Exercise 2- Stretching Exercise:

Glide from your lowest to your highest note on the word “knoll” or on a lip or tongue trill. Voice should be soft, and a forward focus used. If breaks occur, continue to glide without hesitating.

Exercise 3 – Contracting Exercise:

Glide from a comfortable high note to your lowest note on the word “knoll” or on a lip or tongue trill. Voice should be soft, and a forward focus used. If breaks occur, continue to glide without hesitating.

Exercise 4 – Low-impact Adductory Power Exercise:

Sustain the musical notes C-D-E-F-G, each as long as possible on the word “ol” (“old” without the “d”). Lips should be rounded; a sympathetic vibration should be felt on the lips.

In closing, simple steps can be taken to help preserve the aging voice.  Consider the impacts of our seniors separated from families by distance with voice being essential to maintain communication across generations.

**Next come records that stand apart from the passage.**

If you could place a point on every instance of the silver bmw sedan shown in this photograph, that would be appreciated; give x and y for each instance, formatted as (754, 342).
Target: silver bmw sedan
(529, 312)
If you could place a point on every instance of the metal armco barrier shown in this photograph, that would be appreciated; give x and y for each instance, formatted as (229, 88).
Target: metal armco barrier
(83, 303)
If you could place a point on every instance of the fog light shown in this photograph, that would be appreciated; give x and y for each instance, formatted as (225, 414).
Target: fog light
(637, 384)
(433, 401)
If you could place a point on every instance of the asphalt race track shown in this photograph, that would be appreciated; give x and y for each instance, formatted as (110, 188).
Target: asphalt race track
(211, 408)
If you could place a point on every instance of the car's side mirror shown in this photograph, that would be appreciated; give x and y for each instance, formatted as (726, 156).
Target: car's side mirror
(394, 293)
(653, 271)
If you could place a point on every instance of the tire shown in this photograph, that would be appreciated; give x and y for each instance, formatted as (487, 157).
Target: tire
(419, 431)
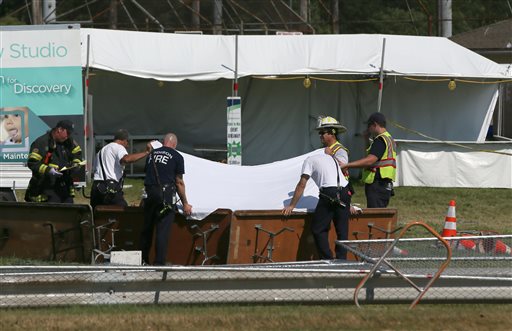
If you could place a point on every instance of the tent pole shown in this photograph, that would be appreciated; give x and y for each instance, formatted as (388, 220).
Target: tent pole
(88, 131)
(381, 74)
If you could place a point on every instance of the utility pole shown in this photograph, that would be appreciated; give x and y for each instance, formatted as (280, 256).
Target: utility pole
(196, 19)
(113, 14)
(217, 17)
(304, 9)
(335, 18)
(49, 11)
(37, 13)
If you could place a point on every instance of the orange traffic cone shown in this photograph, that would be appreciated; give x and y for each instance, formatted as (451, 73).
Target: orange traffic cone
(469, 245)
(399, 251)
(502, 248)
(450, 225)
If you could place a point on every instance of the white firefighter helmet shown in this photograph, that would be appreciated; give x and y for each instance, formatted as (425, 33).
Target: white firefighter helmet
(328, 122)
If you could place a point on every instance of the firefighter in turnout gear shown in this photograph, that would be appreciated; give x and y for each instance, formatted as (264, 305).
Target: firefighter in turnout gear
(49, 154)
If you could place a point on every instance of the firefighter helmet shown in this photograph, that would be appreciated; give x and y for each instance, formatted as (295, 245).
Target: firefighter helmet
(328, 122)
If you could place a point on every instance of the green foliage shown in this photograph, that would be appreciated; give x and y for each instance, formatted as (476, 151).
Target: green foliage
(407, 17)
(9, 20)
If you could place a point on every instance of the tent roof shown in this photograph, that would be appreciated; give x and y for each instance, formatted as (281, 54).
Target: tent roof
(176, 57)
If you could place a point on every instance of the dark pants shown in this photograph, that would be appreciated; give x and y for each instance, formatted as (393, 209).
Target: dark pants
(378, 193)
(325, 212)
(58, 196)
(153, 219)
(99, 197)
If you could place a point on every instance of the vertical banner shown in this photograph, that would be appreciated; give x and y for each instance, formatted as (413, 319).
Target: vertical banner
(234, 143)
(40, 84)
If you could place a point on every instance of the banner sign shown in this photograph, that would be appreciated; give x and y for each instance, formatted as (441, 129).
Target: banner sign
(234, 143)
(40, 84)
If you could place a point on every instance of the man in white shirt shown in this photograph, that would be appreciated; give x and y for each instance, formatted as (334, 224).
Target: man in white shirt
(107, 186)
(334, 198)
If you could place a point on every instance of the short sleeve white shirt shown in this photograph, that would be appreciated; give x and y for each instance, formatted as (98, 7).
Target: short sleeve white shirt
(324, 171)
(111, 156)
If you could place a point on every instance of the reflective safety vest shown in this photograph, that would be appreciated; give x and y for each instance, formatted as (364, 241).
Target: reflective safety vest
(336, 147)
(386, 164)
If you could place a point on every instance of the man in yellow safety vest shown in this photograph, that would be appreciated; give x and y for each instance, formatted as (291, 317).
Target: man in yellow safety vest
(379, 165)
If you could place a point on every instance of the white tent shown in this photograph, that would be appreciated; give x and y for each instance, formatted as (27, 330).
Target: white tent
(194, 76)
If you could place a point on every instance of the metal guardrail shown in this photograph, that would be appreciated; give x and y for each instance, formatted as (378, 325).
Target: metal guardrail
(298, 282)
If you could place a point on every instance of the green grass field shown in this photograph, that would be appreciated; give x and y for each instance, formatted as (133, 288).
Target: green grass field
(446, 317)
(477, 209)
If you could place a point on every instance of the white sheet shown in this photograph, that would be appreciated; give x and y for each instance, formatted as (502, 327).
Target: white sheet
(211, 185)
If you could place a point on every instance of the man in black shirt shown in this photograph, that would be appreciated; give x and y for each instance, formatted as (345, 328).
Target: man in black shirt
(164, 177)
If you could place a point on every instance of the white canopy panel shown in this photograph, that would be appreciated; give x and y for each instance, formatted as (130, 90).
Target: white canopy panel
(176, 57)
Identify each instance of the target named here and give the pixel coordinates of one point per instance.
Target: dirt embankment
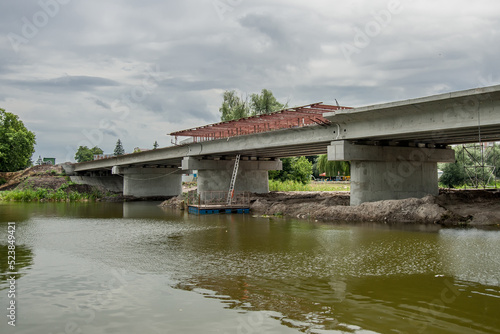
(43, 176)
(450, 208)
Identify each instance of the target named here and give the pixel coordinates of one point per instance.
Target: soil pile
(43, 176)
(450, 208)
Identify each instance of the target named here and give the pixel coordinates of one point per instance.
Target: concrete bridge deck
(381, 141)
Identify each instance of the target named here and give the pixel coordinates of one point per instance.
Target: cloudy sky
(89, 72)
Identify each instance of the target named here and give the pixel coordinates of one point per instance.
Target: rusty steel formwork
(311, 114)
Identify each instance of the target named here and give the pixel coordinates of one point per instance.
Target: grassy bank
(48, 195)
(298, 186)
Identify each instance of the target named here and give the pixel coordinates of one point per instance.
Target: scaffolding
(480, 173)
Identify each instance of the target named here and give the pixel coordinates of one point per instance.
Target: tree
(333, 168)
(453, 175)
(17, 144)
(295, 169)
(87, 154)
(119, 148)
(265, 103)
(234, 107)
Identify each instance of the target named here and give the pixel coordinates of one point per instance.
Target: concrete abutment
(215, 175)
(390, 172)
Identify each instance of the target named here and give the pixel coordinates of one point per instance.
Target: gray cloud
(76, 70)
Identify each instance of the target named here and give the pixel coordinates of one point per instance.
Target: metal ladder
(230, 194)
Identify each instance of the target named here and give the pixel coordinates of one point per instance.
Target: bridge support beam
(215, 175)
(390, 172)
(150, 182)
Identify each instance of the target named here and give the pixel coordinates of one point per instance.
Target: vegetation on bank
(17, 143)
(462, 174)
(289, 185)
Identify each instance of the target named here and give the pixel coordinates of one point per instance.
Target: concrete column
(215, 175)
(390, 172)
(150, 182)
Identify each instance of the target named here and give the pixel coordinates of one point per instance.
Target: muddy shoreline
(451, 208)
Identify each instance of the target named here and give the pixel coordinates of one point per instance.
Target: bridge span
(394, 149)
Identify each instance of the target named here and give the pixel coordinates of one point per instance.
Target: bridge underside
(394, 147)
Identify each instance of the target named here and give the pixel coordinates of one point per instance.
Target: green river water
(137, 268)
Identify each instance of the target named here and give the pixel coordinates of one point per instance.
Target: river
(137, 268)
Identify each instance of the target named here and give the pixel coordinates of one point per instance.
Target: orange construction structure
(311, 114)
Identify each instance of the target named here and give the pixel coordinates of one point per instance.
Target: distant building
(103, 156)
(49, 161)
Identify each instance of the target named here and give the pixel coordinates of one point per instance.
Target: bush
(294, 169)
(453, 175)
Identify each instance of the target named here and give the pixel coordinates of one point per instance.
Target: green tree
(265, 103)
(87, 154)
(233, 107)
(17, 144)
(453, 175)
(295, 169)
(333, 168)
(119, 148)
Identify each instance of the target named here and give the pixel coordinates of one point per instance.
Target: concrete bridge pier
(150, 182)
(390, 172)
(215, 175)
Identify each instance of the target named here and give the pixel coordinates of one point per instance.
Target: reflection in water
(308, 276)
(23, 259)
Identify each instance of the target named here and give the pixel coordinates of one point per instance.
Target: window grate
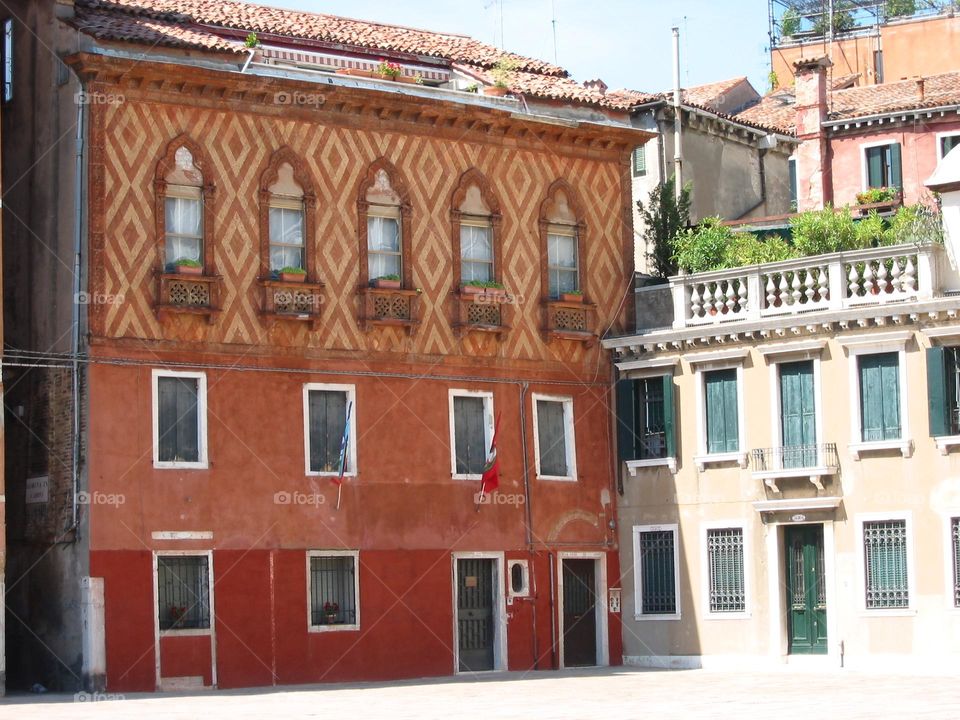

Additionally, the voice as a muscle does have a “use it or lose it” component, therefore engagement on the caregiver end is essential to prevent muscle wasting of this structure often overlooked, but so crucial in maintaining communication.

*Any interventions should be initiated following consultation with the appropriate medical professionals.

Renee Kinder, MS, CCC-SLP RAC-CT, is a clinical specialist at Evergreen Rehabilitation in Louisville, KY. She also serves as Editor for Perspectives on Gerontology a publication of the American Speech Language Hearing Association.